The loss of personal icons, whether that loss is perceived as premature or not, expected or not, has been reported widely, and whether the statistics bore it out the anecdotal perception, office conversation, idle discussion was that more reports, or more clumps of reports of deaths were coming in. It seemed for a while that we couldn’t go a day without the death of someone being a major news story; and while I have a temporary personal filter for the obituary column as well, it’s definitely not just me: there are arguments on the Internet (for example) about whether this year is unusually bad or just bad. (To the extent that I have been personally affected, this is more than simply a bad excuse for not updating the blog more often).

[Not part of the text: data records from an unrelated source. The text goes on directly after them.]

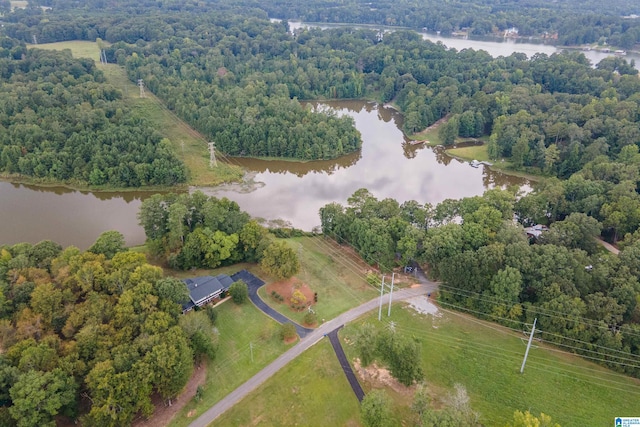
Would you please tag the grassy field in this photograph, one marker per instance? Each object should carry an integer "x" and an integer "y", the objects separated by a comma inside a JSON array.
[
  {"x": 335, "y": 273},
  {"x": 477, "y": 152},
  {"x": 248, "y": 341},
  {"x": 483, "y": 357},
  {"x": 430, "y": 135},
  {"x": 188, "y": 144},
  {"x": 486, "y": 359},
  {"x": 311, "y": 391}
]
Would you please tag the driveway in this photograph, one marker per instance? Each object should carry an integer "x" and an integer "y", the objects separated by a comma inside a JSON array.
[
  {"x": 313, "y": 337},
  {"x": 254, "y": 283}
]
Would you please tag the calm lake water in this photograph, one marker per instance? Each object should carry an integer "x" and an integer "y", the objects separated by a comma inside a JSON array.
[
  {"x": 387, "y": 165},
  {"x": 494, "y": 46}
]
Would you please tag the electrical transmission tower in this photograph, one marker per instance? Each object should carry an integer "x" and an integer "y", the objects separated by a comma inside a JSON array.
[
  {"x": 141, "y": 86},
  {"x": 212, "y": 155}
]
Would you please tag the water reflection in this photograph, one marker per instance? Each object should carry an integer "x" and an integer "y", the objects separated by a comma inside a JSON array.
[
  {"x": 292, "y": 191},
  {"x": 387, "y": 165},
  {"x": 70, "y": 217}
]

But, but, but. Three days ago, 17ish million people voted to support the idea that the UK should leave the European Union. (16ish million people voted to support the idea that staying was the best plan). I voted in the morning, went off to do some important business, and came back in the afternoon and was offered a “I’m IN” sticker by some canvassers that I passed, which I happily took and stuck to my coat. Why not? My children, aged 7 and 4, later picked up “I’m IN” balloons. And then I went to sleep, and woke up at 5am the following morning to read that the BBC and other news outlets had just called the vote as a 52%:48% vote for Leave. My natural pessimism had anticipated this, so while I was not able to go back to sleep with an even heart, I was to some extent prepared for the result, and ready to get on with life to the best of my ability.

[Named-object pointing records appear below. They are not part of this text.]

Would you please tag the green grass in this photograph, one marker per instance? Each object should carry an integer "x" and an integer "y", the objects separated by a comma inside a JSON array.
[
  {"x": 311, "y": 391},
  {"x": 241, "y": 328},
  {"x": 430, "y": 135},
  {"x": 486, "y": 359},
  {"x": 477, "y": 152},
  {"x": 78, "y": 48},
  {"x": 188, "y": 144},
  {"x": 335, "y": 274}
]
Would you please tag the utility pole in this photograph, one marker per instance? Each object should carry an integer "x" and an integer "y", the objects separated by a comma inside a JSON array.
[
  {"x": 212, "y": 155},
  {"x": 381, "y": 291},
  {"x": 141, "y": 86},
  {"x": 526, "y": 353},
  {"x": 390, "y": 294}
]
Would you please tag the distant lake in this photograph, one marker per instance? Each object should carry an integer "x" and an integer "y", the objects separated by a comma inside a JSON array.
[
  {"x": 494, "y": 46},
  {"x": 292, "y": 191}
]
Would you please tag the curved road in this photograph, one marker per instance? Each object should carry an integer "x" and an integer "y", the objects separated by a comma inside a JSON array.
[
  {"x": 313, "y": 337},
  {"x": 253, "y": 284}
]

What I was not prepared for was what happened on the school run. As I passed some people working on one of the street lamps, with my children on our way to school, I was quite clearly told that “well we’re out, so you can go back to where you came from”. I hadn’t made a conscious choice to carry on wearing my sticker – I don’t think I’m atypical of parents who grab the first coat you find as they hustle the children out of the front door – but that, as far as I can tell, was my only identifying characteristic for what I interpret as mistargeted racism. I am white-skinned, speak with a cut-glass Home Counties accent, have a wife and two white children, do not display any religious symbols or any statement of sexuality: but a minor display of support for a political cause was enough to draw enough attention for public, unkind speech in front of goodness knows how many children.

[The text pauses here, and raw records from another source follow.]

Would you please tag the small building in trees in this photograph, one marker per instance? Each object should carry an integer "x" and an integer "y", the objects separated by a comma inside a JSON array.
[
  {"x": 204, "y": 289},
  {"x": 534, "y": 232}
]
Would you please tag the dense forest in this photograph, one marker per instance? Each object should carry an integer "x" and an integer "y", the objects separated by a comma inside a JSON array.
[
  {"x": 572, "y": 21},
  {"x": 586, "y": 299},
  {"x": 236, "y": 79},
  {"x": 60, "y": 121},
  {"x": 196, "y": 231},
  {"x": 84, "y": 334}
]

I was slightly shaken by this, so I did what I have been doing in lieu of blogging these days: I wrote a mini Interactive Fiction about it on my way to work (playable link, source code), talked about my experience a little bit with my colleagues, and then forgot about it. But then I was out, again with my children, on Saturday afternoon, and two separate strangers again found it necessary to shout or say unkindnesses to me about my sticker, and about what that might mean for my continued residence in this country. I had already had to explain to my elder daughter that the vote did not mean that we had to leave, that we were at no point going to be forced to leave: but this kind of experience of course does have me looking up the rules about French citizenship (good news! My children are automatically French, and my wife needs to pass a conversational French test) and thinking about life elsewhere – not that France is currently a bastion of tolerance and inclusiveness, either.

However. I am white, (cis-)male, part of a nuclear family, atheist; it’s been said with some justification that I get to play the Game of Life on the “easy” setting. If this is what I’m getting, for the temerity of not taking off a sticker from my coat, what must others be experiencing? I could reassure my child that we were not going to be uprooted and sent away, but what of those who find that reassurance less easy to give? Two of my friends from the school gate (one German, one South African) have reported similar experiences to mine; I am too scared to extrapolate. And whether or not the politicians fudge the proximate issue ­ are we really going to leave, or is Alexander de Pfeffel Johnson going to find it hard to press the article 50 button – what seems to have happened is a legitimation of behaviour that I, with my privilege, can brush off as unkindness, but will appear to those in weaker positions than me as hatred. How can we fix that?